The White House dismissed Iraq’s accusation that it altered the documents. Specialists at the CIA and other U.S. agencies began poring over the 12,000-page declaration, in which Baghdad is supposed to “tell all” about its chemical, biological and nuclear programs. U.S. officials said much of the material appeared to be recycled versions of earlier documents.

U.N. inspectors have said Iraq’s earlier declarations were incomplete. The United Nations was beginning its own analysis of the mammoth declaration, a process officials say could take weeks.

Inspectors stepped up their search Tuesday, fanning across Iraq on surprise missions to 13 sites :quot; the largest number of inspections since the U.N. operation resumed two weeks ago. One team moved in on a uranium mining site 250 miles west of Baghdad.

President Saddam Hussein, meanwhile, spoke of war and sacrifice in a meeting with top lieutenants, men U.S. strategists hope will abandon the Iraqi strongman in the event of war. “Your heads will remain high with honor, God willing, and your enemy will be defeated,” he was shown on state television telling defense officials, including Defense Minister Lt. Gen. Sultan Hashim Ahmed.

U.S.-Iraqi tensions flared again in the southern “no-fly zone” Tuesday, when the U.S. command said its warplanes bombed an Iraqi anti-aircraft missile site 165 miles southeast of Baghdad. Just across Iraq’s southeastern border in Kuwait, U.S. Army units were conducting desert exercises.

Iraq insists it no longer has weapons of mass destruction or programs to make them. The Bush administration says it’s sure Baghdad does and has threatened war if, in the U.S. view, Saddam’s government doesn’t comply with U.N. disarmament demands.

Two copies of the Iraqi documents were delivered to U.N. headquarters in New York late Sunday, one to the Security Council and the other to the U.N. Monitoring, Verification and Inspection Commission.

Around midnight Sunday, the council’s lone copy left the building in U.S. hands, supposedly because only the U.S. government could photocopy thousands of pages in secure surroundings.

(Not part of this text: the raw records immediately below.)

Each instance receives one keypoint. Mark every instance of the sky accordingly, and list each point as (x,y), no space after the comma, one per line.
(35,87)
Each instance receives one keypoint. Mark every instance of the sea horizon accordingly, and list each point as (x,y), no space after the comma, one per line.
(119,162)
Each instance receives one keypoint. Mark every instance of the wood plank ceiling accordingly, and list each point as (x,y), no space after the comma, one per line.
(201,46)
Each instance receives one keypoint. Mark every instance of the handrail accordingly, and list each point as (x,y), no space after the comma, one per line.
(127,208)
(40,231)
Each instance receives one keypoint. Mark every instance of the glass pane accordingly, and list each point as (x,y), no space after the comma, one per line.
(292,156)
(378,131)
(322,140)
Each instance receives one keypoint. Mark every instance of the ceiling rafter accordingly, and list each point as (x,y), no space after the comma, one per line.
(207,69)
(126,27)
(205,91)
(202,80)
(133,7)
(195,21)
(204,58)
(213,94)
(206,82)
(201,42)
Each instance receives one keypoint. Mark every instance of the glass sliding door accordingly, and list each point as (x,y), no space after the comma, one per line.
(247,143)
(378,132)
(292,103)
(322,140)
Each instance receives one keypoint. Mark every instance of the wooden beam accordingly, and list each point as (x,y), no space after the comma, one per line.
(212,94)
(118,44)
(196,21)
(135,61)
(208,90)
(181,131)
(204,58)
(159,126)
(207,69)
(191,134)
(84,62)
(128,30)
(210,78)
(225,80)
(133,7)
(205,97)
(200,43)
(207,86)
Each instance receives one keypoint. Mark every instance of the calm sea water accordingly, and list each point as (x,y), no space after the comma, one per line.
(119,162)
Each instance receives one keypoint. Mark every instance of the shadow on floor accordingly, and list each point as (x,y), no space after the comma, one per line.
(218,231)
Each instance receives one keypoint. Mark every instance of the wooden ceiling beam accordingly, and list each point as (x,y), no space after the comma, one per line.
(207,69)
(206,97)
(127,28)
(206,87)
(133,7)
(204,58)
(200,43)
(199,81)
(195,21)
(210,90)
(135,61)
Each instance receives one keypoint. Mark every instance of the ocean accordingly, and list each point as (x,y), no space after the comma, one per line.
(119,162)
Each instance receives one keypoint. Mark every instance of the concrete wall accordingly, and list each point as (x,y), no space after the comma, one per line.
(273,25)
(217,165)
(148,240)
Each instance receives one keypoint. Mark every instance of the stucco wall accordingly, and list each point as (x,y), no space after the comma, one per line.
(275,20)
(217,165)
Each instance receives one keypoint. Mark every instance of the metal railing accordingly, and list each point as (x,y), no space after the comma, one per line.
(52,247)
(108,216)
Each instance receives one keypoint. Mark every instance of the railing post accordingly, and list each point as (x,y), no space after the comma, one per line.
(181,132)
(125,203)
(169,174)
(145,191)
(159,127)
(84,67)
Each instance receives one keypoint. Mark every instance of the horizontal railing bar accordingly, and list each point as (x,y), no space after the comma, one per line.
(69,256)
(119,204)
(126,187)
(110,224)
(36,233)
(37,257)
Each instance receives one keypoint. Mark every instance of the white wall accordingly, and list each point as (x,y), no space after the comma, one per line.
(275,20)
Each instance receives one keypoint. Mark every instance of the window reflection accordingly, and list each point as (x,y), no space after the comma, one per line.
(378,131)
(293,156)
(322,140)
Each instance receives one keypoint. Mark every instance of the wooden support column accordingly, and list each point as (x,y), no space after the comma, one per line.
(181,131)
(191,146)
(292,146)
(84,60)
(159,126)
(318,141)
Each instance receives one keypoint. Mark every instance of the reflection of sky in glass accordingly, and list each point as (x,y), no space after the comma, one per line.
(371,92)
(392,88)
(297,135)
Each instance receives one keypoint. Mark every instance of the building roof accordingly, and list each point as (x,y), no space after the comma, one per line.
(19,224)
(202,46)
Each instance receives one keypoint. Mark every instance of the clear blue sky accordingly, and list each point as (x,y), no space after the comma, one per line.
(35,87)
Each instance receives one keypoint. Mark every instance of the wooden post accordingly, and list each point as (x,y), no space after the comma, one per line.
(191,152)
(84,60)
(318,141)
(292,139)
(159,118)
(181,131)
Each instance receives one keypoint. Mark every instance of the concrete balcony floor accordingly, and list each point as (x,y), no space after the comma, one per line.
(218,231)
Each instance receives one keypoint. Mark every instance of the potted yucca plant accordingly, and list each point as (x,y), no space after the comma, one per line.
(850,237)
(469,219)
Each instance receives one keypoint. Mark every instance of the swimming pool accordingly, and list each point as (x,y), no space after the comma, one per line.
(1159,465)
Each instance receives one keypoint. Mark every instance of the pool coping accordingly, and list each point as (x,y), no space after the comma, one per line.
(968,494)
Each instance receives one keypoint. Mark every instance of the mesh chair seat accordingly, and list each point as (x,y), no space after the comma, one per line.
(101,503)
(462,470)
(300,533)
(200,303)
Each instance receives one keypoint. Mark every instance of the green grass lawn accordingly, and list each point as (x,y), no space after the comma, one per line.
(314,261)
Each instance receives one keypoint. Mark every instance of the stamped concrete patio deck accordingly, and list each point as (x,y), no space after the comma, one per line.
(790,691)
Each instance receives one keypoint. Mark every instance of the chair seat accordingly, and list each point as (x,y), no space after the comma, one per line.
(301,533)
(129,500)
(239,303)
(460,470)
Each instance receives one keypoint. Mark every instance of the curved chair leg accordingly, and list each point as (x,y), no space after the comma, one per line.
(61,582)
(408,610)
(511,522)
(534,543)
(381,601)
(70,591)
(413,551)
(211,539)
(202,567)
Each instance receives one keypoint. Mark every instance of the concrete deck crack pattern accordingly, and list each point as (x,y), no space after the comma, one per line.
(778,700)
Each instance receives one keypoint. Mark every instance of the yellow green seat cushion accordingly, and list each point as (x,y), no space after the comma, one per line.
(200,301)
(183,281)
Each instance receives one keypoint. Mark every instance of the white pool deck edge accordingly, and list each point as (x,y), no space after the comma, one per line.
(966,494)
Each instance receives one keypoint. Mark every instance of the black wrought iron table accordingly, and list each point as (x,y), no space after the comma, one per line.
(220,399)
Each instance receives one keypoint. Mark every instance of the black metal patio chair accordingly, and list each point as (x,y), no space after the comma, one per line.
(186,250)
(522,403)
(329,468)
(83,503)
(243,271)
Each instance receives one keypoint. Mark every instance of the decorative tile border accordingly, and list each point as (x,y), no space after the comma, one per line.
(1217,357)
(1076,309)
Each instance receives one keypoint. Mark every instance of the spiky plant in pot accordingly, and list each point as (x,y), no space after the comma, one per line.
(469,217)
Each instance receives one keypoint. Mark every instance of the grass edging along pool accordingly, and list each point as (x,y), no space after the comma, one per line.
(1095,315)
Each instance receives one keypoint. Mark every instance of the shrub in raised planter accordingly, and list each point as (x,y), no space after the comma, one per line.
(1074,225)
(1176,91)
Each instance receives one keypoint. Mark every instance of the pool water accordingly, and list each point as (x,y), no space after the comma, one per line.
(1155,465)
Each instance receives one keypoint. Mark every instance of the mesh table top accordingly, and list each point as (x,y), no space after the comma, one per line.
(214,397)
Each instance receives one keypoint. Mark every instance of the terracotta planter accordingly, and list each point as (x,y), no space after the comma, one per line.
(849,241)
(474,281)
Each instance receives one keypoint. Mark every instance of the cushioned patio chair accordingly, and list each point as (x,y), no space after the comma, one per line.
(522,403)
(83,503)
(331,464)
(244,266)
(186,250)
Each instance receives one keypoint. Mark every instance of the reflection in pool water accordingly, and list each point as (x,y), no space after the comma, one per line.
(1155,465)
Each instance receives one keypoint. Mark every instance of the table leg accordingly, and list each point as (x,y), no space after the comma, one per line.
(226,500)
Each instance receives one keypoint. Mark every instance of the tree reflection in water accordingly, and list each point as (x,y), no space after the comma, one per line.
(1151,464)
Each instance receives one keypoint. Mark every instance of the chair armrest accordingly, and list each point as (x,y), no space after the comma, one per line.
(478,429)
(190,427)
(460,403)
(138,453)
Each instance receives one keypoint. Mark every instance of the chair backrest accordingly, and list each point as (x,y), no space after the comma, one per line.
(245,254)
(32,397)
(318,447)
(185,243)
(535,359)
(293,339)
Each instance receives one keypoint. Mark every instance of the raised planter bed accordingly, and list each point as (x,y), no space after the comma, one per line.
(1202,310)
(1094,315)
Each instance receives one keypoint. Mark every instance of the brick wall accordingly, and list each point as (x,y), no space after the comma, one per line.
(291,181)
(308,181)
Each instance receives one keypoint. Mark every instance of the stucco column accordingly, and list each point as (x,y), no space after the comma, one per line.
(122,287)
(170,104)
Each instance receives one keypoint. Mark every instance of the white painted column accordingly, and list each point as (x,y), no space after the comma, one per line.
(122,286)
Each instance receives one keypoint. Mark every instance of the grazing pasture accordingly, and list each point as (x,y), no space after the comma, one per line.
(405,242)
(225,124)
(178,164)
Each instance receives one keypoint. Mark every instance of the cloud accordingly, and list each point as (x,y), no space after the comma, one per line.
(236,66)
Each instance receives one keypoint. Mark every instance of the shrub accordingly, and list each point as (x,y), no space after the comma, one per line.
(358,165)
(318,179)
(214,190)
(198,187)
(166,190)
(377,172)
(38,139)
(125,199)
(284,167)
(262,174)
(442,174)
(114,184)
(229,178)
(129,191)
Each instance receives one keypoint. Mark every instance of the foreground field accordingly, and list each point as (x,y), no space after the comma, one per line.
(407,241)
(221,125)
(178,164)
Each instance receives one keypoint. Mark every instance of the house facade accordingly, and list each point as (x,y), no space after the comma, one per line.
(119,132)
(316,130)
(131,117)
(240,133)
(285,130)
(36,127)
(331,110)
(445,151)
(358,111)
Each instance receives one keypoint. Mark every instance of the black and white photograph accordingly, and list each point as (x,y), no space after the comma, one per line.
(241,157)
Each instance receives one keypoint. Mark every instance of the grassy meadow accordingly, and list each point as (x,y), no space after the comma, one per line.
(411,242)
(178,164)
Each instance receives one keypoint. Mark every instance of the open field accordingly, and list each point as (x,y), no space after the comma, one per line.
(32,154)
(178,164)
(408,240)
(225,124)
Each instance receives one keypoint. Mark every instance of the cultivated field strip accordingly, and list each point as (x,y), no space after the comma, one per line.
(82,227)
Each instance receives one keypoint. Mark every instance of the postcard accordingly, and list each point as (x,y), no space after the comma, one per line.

The transfer, which occurred before any other governments could examine the Iraqi reports, had the approval of the council’s current president, Ambassador Alfonso Valdivieso of Colombia.

The master copy was in U.S. hands for most of Monday, before copies were distributed to other council members.

Official Iraqi reaction was swift. “This is unprecedented extortion in the history of the United Nations, when it (the United States) forced the president of the Security Council to give it the original copy of Iraq’s declaration,” Iraq’s Foreign Ministry said.

It accused Washington of “possibly forging what it wants to forge.”